January 2, 2008
Austinist Review: Diary of a Bad Year
Recently, he’s living abroad again—this time in Australia, possibly because of political differences with the current South African government. He’s an old man now, already having achieved the highest possible honor for a writer. The major subject of his career, the apartheid state, now feels about as timely as James Bond's anti-communist adventures. In response, Coetzee has turned to autobiography and semi-autobiography, always with a strong layer of artifice involved. Diary of a Bad Year, his latest, continues the trend—the book is presented as a work of fiction, but the main character’s name is John C, and he’s the author of a book called Waiting for the Barbarians (one of Coetzee’s most famous novels, which was turned into an opera here last spring.)
In Diary of a Bad Year, John C has been contracted by a German publisher to compile his thoughts on the state of the world—subjects including the War on Terror, intelligent design, tourism, torture, and avian flu. These “Strong Opinions” make up a good part of the book. They’re interesting, but frankly they’re a little stale. We’ve all had to listen to artists we respect go on about Bush and Cheney and the decline of Western Civilization. Even when we know they’re right, we eventually want to tell them to shut up, stop shooting fish in a barrel, and get back to what they’re really good at--making art.
Coetzee is one step ahead of us. Each page is divided into two, then three sections, horizontally. On top are the “Strong Opinions.” Underneath, he introduces a private story of John C—one morning in the laundry room of his apartment building, a hot young thing in a short dress walks in. The old man becomes obsessed with the woman, named Anya, and when he finds a moment to speak with her alone, he offers her a job typing up his manuscript. Thus Coetzee manages to undermine his own preachiness before we get a chance to. It’s all an act to get him closer to Anya, and maybe even to pry her away from the investment banker she lives with.
Soon Anya’s voice enters the story as well, in a third section of each page. Then things start to get a little crazy. Anya’s boyfriend launches a scheme to steal Mr. C’s money, Anya starts to sympathize with the pathetic old intellectual, and the lower part of the book becomes as fixated on sex and desire as the upper part is on Bush and Blair.
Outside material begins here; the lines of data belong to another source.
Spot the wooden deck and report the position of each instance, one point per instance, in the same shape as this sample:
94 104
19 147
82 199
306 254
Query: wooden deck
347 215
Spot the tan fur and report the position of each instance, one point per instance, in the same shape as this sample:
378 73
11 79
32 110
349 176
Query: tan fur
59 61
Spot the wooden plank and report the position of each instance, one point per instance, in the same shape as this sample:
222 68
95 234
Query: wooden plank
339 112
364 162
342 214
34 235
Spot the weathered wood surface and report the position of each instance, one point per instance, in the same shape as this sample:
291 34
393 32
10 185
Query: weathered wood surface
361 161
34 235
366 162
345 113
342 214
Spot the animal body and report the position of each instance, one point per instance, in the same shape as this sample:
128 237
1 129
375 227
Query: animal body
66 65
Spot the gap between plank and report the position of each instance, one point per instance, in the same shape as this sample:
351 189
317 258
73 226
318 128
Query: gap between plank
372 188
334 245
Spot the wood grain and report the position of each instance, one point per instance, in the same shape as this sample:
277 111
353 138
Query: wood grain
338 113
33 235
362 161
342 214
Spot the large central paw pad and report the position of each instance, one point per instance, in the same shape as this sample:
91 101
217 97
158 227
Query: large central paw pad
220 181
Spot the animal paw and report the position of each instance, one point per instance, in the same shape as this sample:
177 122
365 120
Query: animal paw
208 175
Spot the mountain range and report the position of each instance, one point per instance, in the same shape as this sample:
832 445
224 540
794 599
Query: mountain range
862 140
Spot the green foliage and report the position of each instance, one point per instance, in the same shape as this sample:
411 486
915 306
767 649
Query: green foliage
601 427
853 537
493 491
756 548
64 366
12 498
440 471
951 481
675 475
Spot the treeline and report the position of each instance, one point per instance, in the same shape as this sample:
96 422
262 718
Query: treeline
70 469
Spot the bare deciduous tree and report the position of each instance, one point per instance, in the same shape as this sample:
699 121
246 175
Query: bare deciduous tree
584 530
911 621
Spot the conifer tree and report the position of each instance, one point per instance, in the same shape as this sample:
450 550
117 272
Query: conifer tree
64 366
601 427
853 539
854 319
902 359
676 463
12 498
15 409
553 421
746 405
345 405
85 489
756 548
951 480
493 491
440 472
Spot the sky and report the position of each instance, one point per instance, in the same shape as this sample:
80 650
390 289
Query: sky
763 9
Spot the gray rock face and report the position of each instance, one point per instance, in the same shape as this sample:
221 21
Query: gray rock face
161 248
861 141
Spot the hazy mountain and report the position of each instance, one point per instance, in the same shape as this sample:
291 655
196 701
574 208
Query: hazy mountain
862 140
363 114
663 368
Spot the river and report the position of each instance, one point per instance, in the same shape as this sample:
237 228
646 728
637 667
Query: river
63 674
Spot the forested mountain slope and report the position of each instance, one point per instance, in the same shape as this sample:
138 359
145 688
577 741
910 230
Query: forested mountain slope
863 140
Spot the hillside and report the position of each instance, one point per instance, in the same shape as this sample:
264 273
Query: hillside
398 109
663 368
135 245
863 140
We’ve never seen a book work quite this way, and it’s exciting. Sure, there are flaws—Anya’s character is a bit one-dimensional, and presenting her in the first person might have been a mistake. Still, it’s a mistake Coetzee owns up to in his way, in one of his “Opinions.” While holding forth on the state of literature, he writes:
“I read the work of other writers, read the passages of dense description they have with care and labour composed with the purpose of evoking imaginary spectacles before the inner eye, and my heart sinks. I was never much good at evocation of the real, and have even less stomach for the task now. The truth is, I have never taken much pleasure in the visible world, don’t feel with much conviction the urge to recreate it in words.Growing detachment from the world is of course the experience of many writers as they grow older…. The syndrome is usually ascribed to a waning of creative power; it is no doubt connected with the attenuation of physical powers, above all the power of desire. Yet from the inside the same development may bear a quite different interpretation: as a liberation, a clearing of the mind to take on more important tasks.”
Especially after his Nobel, Coetzee seems to want to take novel writing in a radically different direction. He’s lost interest in real stories, and wants to find other ways to express his inner life and the universal inner life of the outsiders he tends to write about. Diary may not be his masterpiece—earlier works like Barbarians, Life and Times of Michael K, and Age of Iron make for stiff competition—but it is a significant and interesting addition to an endlessly rewarding body of work. Coetzee is like a maze you could walk around in for years and never get tired of. Diary is one last promising cul-de-sac, and even if he never quite finds his way out of it, it’s much more than a dead end.